Is the price of gasoline--even setting it at 3 dollars a gallon, really an injustice or something we should complain about?My first thought was to wonder what the average journey length was. I found (from these sites
1 &
2) that in the USA it is 29 miles, equating to an average of 55 miles at 32 mph. Of course, this will be higher for people commuting in from rural or suburban areas than for those inside big cities.
But in turn, those in big cities are much more likely to use a bus or subway or other public mass transit system because such modes of transport are more more likely to be quicker than private cars, and to exist at all, in big cities.
This didn't seem particularly unreasonable - the USA is a very big country, after all.
But in Britain (physically smaller in area than all US states except Rhode Island & Hawaii, I believe) the average journey is
19 miles. (Decreasing to something like 7 miles in London, as you'd expect.)
I was taken aback by this - not so much by the length of US commuter journeys as by how close the UK figure was to it. The UK journey is 65% of the size of the US one, even though the UK is far, far, smaller than 65% of the USA's land area. It's more like 2% of the land area, with no deserts and fewer, smaller mountains and lakes that might cause engineering problems in roadbuilding (source CIA Factbook).
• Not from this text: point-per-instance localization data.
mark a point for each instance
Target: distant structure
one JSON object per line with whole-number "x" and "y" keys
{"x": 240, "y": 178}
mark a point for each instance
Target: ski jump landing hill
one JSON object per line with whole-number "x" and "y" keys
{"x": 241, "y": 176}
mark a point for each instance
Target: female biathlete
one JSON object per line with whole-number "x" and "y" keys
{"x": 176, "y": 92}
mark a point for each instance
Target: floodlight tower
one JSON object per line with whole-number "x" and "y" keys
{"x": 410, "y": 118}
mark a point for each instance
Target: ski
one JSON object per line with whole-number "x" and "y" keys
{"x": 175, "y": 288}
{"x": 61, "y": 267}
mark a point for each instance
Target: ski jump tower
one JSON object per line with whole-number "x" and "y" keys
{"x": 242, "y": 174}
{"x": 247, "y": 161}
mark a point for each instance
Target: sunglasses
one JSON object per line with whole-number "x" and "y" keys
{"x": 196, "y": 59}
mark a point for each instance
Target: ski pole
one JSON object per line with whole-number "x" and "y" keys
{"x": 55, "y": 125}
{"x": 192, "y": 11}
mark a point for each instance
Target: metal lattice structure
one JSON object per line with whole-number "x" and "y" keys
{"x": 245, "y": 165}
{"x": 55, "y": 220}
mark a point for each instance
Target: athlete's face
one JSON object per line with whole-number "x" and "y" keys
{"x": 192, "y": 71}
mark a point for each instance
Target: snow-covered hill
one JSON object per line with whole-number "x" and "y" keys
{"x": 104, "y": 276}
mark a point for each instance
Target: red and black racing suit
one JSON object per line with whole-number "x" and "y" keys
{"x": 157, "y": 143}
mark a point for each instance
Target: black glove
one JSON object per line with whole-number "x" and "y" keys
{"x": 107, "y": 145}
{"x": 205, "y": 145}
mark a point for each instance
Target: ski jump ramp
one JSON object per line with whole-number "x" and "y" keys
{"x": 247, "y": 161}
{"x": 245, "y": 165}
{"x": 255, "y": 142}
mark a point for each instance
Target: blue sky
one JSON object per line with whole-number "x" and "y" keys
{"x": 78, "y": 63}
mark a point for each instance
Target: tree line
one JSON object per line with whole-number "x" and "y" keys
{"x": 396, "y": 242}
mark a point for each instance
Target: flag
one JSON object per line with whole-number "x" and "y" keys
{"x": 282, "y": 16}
So road journey lengths - which must in
some way be related to the impact of rising fuel prices on the public - in both places must be based on something other than simple physical geography.
(In all this, it's worth remembering that the average journey lengths are for ALL private car trips, not just commuting, so will be nudged up slightly since travelling to see friends & relatives will often involve much longer journeys than we'd be prepared to put up with twice a day for work.)
Then I found this page
hereThe pertinent paragraph is, with my emphasis
QUOTE
Americans travel much more than citizens of the other countries. The myth of Americans' love affair with our cars may actually be a marriage of convenience. Contemporary land use patterns require the use of private vehicles, whether or not we love those vehicles. Americans own more vehicles than the citizens of other countries. Figures from the 1995 Nationwide Personal Transportation Survey (NPTS), show approximately 1 vehicle for every 1 driver, and 1.78 vehicles per household. Not shown in this chart is the huge increase in SUV's, Vans, and Pickup Trucks, which are increasingly used as household vehicles in both the United States and Canada. Annual vehicle-miles for automobiles follow a more pronounced pattern with per capita miles for the U.S. at over over 5,700 and Canada exceeding 4,800. Sweden, Germany, the U.K. and France follow each with between 3,000 and 4,000 per capita miles.
So America relies on private cars far more than the rest of the world because of the way America uses the land. Instead of having retail, housing and industry all mixed in together in cities, America prefers to have large areas of housing-only suburbs, with concentrated retail and industrial areas some distance away.
Even if you wanted to, walking, cycling or public transport would be impractical.
But culturally, even in big cities, people choose to drive rather than walk, even on very short journeys.
All of this has only been possible based on an assumption of cheap gas. Prices are high now, not because of any particular problems with supply (like the oil shock of the 1970s) but just because of a combination of high demand for crude oil, driven by Asian economic growth, and reduced US refining capacity, caused by the succession of strong hurricanes that has hit the Gulf coast this year.
While the refining capacity might recover and even grow, it's unlikely that the high demand is going to do anything but get higher in the short of medium term.
Then, taking into account the real-terms cost of oil-based fuel (taking inflation out of the picture) already mentioned, and the 'hidden subsidies' for road transport compared to other forms, especially in freight (as detailed by
Quarkhead), it seems that whoeever said that the scare value of pump prices today doesn't come from their absolute levels, but from the rate of increase that has got them there so quickly.
And finally, if you compare pump prices in the US with, well, with pretty much anywhere in the industrialised world, and the USA is even now paying substantially LESS for gasoline than most other countries.
Most of the difference is, of course, taxation, but then the CIA Factbook entry for the USA says itself ' Long-term problems include inadequate investment in economic infrastructure' so maybe fuel taxes SHOULD be raised, causing short-term pain now, to invest in such infrastructure (ooh, just an idea, by filling the potholes that infest the freeway network?).
AsideYes, the logistics of retailing, in particular, rely on fuel costs, but decisions to move to hub & spoke and J-I-T distribution, and to use road instead of rail, have been taken on the commercial assumption that lower inventory costs would not be outweighed by higher fuel costs. If prices rise further, that assumption will be proven wrong. Don't blame government, because they don't ultimately control pump prices anyway in a market economy. Blame private business management, for making shaky assumptions.)